Chairman of the Federal Electoral Commission
- In office 1980–1983
- Preceded by: Michael Ani
- Succeeded by: Eme Awa

Personal details
- Born: 6 April 1923 Ikiwewu Agbarho, Delta State, Nigeria
- Died: 18 July 2012 (aged 89)

= Victor Ovie Whisky =

Justice Victor Ovie Whisky (6 April 1923 – 18 July 2012) was chairman of the Federal Electoral Commission (FEDECO) appointed by President Shehu Shagari during the Nigerian Second Republic. He held office from 1980 to 1983.

==Biography==
Whiskey attended King's College Lagos, Yaba Higher College and University College, Ibadan (now University of Ibadan). He is noted as being the leader of the 1944 Kings College boys strike against the colonial government of the time.
He worked as a clerk, and for a short period as a teacher, before being admitted to study law at the University of London.
He was called to the bar in 1952.
He practiced as a lawyer until 1960 when he became a magistrate in Western Region. In 1963 he was appointed chief magistrate of the newly formed Mid-Western Region, renamed Bendel State in 1976.

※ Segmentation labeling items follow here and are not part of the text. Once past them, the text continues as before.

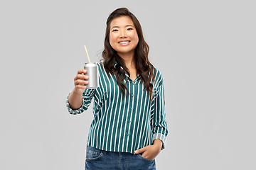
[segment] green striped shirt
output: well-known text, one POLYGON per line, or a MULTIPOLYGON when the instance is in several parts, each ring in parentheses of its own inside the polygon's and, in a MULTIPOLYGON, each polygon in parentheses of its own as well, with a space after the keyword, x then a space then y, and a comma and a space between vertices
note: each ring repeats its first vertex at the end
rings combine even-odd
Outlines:
POLYGON ((139 75, 132 81, 126 74, 124 83, 130 95, 122 96, 115 76, 109 77, 102 63, 97 63, 100 86, 85 89, 81 108, 73 110, 67 100, 70 114, 86 110, 93 101, 94 118, 90 125, 87 145, 102 150, 134 154, 137 149, 153 144, 160 139, 164 148, 168 134, 165 115, 164 80, 159 70, 154 69, 155 81, 153 98, 144 89, 139 75))

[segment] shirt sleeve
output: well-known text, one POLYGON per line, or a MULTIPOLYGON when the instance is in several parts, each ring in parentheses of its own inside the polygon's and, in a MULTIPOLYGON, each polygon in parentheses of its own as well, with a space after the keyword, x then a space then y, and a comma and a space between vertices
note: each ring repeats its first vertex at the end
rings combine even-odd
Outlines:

At the time of Ovie-Whisky's 1980 appointment as head of FEDECO he was the Chief Judge of Bendel State, and was seen as upright and non-partisan. However, the general elections of 1983 were marred by widespread irregularities and the electoral officials were accused of rigging the results in favor of the National Party of Nigeria (NPN).
Ovie-Whisky declared that he was largely satisfied with the electoral process in 1983, but said: "We did not expect to be perfect".
He denied wrongdoing, and when questioned by reporters on whether "water passed under the bridge" in the elections, he said that he would faint if he saw N1 million cash.

In April 2009 the Ijaw Monitoring Group said Ovie-Whisky was in poor health and his condition required urgent attention from the Delta State Government.